On Monday, December 26, around 20 Greenbelters celebrated the first day of Kwanzaa at the Kwanzaa and Kulture Unity Breakfast at the Greenbelt Youth Center, organized by Greenbelt Station resident Chiquita Jackson. Kwanzaa, first celebrated in 1966, is an annual celebration of African American culture, drawing on African traditions.
Last year Jackson hosted a celebration with about eight close family members and friends at her apartment in Greenbelt Station. This year she rented space at the Youth Center to be able to include more people in the celebration. “I wanted to take it to the next level,” said Jackson, who publicized the event through social media and interviews on WAMU. As an event planner, she is skilled at bringing people together and organizing celebrations. Jackson even cooked the soul food for the event herself, beginning early in the morning on Monday.
At the unity breakfast, most of those who attended already celebrated Kwanzaa but they were looking for a space to celebrate together, especially after the online celebrations of recent years, Jackson told the News Review. “I had great conversations with people who are now planning to incorporate more community events into their celebration,” said Jackson.
Kwanzaa is organized around seven principles, one for each day of the holiday. They are:
- Umoja (Unity): To strive for and to maintain unity in the family, community, nation and race.
- Kujichagulia (Self-determination): To define and name ourselves, as well as to create and speak for ourselves.
- Ujima (Collective work and responsibility): To build and maintain our community together and make our brothers’ and sisters’ problems our problems and to solve them together.
- Ujamaa (Cooperative economics): To build and maintain our own stores, shops and other businesses and to profit from them together.
- Nia (Purpose): To make our collective vocation the building and developing of our community in order to restore our people to their traditional greatness.
- Kuumba (Creativity): To do always as much as we can, in the way we can, to leave our community more beautiful and beneficial than we inherited it.
- Imani (Faith): To believe with all our hearts in our people, our parents, our teachers, our leaders and the righteousness and victory of our struggle.

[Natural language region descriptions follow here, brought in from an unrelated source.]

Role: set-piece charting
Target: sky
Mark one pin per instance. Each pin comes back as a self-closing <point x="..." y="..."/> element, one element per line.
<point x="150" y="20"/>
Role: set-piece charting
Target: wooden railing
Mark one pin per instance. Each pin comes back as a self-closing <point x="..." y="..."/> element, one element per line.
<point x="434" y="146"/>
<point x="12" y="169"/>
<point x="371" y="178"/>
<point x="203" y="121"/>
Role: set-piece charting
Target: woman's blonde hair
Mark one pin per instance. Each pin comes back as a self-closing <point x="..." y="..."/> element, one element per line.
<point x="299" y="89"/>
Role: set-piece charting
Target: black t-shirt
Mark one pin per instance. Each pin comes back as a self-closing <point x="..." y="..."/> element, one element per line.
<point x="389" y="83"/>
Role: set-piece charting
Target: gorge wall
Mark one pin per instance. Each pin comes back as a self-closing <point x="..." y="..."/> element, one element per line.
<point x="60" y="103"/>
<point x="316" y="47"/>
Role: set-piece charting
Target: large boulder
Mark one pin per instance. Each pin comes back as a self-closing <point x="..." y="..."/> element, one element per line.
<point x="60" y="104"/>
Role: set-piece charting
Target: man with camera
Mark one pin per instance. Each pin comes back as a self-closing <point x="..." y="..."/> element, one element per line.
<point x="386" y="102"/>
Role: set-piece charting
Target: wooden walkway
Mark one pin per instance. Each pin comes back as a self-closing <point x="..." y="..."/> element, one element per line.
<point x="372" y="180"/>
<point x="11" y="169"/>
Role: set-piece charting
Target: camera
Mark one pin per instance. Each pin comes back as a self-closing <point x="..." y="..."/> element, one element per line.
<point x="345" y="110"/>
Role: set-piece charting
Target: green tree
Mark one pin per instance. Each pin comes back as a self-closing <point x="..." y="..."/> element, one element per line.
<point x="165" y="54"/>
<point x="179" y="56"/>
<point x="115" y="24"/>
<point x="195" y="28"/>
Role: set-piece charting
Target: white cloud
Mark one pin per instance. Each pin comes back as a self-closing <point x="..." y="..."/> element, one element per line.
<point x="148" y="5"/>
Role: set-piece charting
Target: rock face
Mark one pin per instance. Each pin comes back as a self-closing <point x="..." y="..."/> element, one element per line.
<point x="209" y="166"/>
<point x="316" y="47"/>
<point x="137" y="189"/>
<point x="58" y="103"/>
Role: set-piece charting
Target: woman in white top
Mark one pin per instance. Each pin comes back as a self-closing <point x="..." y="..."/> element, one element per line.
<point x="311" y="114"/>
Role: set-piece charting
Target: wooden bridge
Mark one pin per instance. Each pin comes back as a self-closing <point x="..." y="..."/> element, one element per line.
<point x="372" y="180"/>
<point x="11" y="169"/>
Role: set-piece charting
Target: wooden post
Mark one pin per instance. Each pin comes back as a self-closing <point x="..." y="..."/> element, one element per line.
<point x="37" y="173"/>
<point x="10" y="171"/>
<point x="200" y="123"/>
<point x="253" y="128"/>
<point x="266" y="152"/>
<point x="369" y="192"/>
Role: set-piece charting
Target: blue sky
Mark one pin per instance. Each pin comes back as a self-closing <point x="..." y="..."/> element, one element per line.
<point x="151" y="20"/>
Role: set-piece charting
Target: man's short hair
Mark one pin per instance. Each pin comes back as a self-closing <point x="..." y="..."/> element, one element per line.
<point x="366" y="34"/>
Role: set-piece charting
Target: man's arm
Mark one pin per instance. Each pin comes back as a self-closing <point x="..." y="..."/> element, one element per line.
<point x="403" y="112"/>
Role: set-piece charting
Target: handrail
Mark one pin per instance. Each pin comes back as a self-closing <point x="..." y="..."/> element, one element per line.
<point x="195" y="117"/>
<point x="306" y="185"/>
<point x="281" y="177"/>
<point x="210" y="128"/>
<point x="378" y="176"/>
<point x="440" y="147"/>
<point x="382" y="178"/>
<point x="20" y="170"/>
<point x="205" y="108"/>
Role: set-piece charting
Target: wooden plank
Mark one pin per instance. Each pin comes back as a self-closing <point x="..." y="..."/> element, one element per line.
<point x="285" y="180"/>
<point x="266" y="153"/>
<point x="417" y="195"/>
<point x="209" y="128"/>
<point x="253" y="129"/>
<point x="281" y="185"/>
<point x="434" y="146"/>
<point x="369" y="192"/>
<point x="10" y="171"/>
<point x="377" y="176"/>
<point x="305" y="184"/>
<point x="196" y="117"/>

Jackson says she likes to kick off the Kwanzaa holiday celebrations on the first day, reflecting on the principle of unity, which for her means community. The event was a great success and one of the enjoyable aspects was the diversity of ages of participants, including children, teens, young and older people. The youth were playing games, families gathered and ate together, participants had great conversations about why they started celebrating Kwanzaa and how they have been inspired to incorporate community events into their celebrations.
“There aren’t any other Kwanzaa celebrations in Greenbelt that I know of,” said Councilmember Ric Gordon, who attended Monday. “This may have been the first public event. Certainly, in a city building – that’s never been done before,” he told the News Review.
For Gordon the breakfast was the only Kwanzaa event he’ll attend during the period, which runs from December 26 to January 1. For the rest of the holiday, he says he’ll observe Kwanzaa by taking each day, incorporating the principles of Kwanzaa and what it means.
As for Jackson, she’s already planning for a bigger celebration next year, exploring the possibility of partnering with the City of Greenbelt, and considering a space that could accommodate more people than the Youth Center.
Chiquita Jackson has just been appointed to the Greenbelt Reparations Commission.